Quelques années plus tard, un anthropologue français, Roger Caillois, se permit de rouvrir le débat (en Marchessault, 2007). Il se montra bien d’accord avec les intuitions de Huizinga, sauf qu’il en dénonça un aspect précis: il refusa le point de vue de celui-ci voulant faire du sacré un jeu représenté à son meilleur à travers le théâtre. Cette expression du sacré, argumenta-t-il, se révèle être à l’extrême opposé du ludique et des jeux: alors que le ludique est fondamentalement une action libre qui vise à relaxer et à restaurer la santé physique et psychologique, l’expression du sacré à travers le jeu en représentation face aux divinités n’a pour but que de préserver les humains contre la malignité des dieux; le ludique est alors sous forte tension et fondamentalement motivé par la peur et la crainte.

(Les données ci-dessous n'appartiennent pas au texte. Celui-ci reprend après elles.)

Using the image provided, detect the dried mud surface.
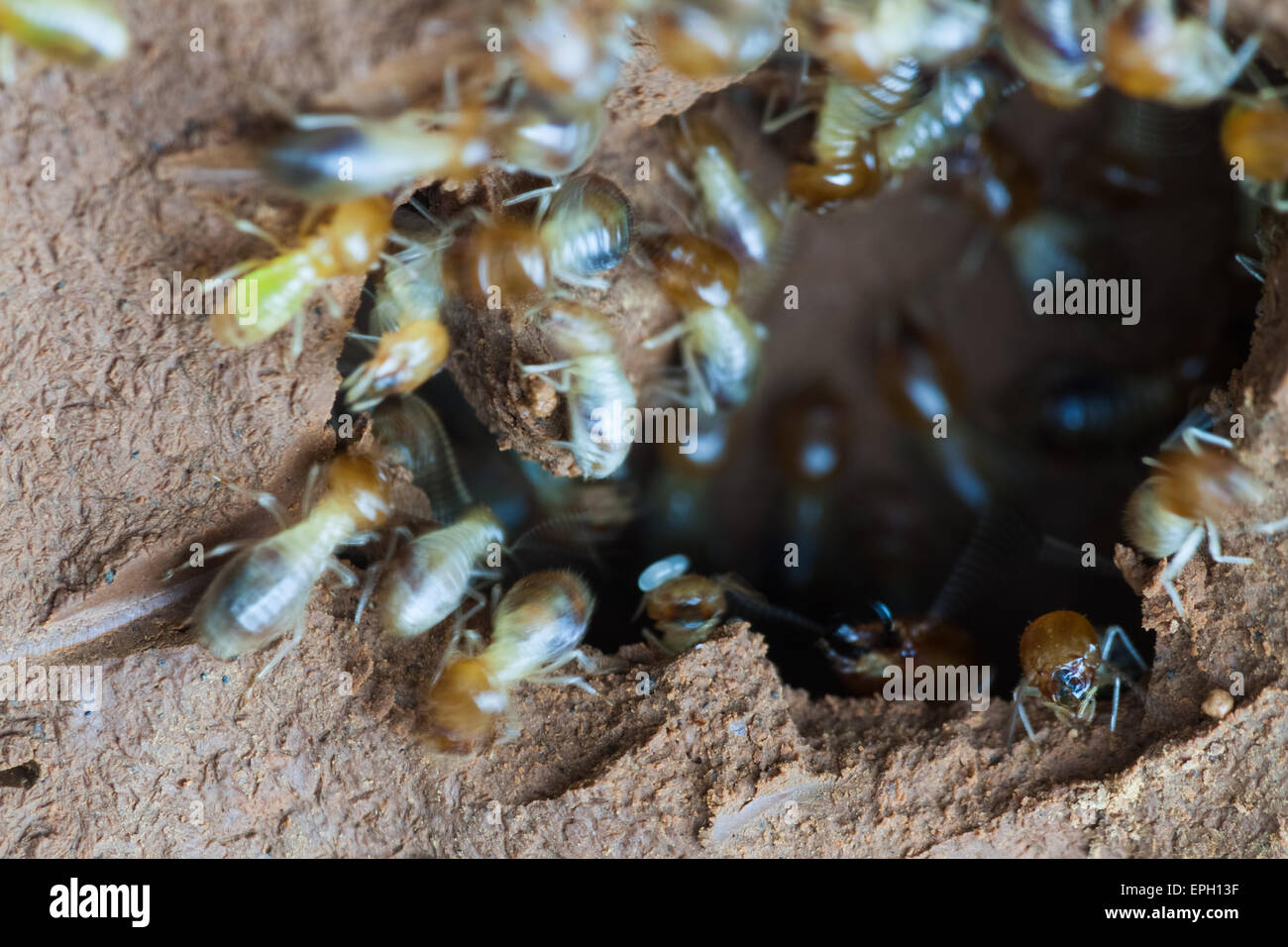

Le philosophe allemand Eugen Fink (en Marchessault, 2007) se déclara globalement d’accord avec l’approche de Huizinga, sauf en ce qui concerne la question du sacré – se joignant à la critique de Caillois. Oui, dit-il, c’est vrai que le ludique a besoin d’un monde “externe” hors du réel, dans lequel on oublie les choses ordinaires de la vie et qui possède ses propres règles construites sur le fair play. Mais, selon lui, la perception négative du ludique en Occident dérive surtout de Platon. Ce philosophe grec considérait le ludique comme une simple reproduction de la vie réelle, utile uniquement pour les enfants, ou pour nous aider à passer le temps. D’après Platon, une copie de quoi que ce soit ne peut se réclamer d’une réelle valeur, elle n’en demeurera toujours qu’une pâle réflexion (telles les reproductions et l’image); donc, ça n’est pas sérieux. L’intention de Platon s’orientait à démontrer que les idées sont la réalité et que poésie et art ne doivent être perçus que comme des degrés vers le vrai, qui repose dans les idées.

C’est pourtant là une fausse approche, argumenta Fink. Au contraire, le ludique aide fondamentalement à comprendre les relations entre les humains; et, dans l’Antiquité, il véhicule en plus une perception des relations entre les humains et les dieux et déesses. Le problème avec ce dernier type de relations, c’est que les humains n’étaient pas libres de jouer le jeu (si l’on peut dire); ils se considéraient comme des marionnettes dans les mains des divinités; c’était une question de survivance: ils se devaient d’entrer en contact avec les divinités, de telle sorte à les empêcher de se fâcher contre eux. Ainsi, ce n’est pas là exactement du ludique, même si—comme l’expliquait Huizinga—cette action en avait toutes les principales caractéristiques formelles. Par ailleurs, le défi de l’humain moderne, pour Fink, c’est exactement de rapatrier cette force externe du ludique orientée vers les dieux pour en faire un meilleur usage en vue de comprendre les relations qui existent réellement entre les hommes et les femmes de notre monde, sans l’intervention des divinités. Alors, le ludique peut se transformer en une sorte de théâtre des interactions humaines et ainsi il donne appui à de sérieuses réflexions sur la nature humaine, sans pour autant rejeter le sacré (comme dans une pièce de Shakespeare, par exemple).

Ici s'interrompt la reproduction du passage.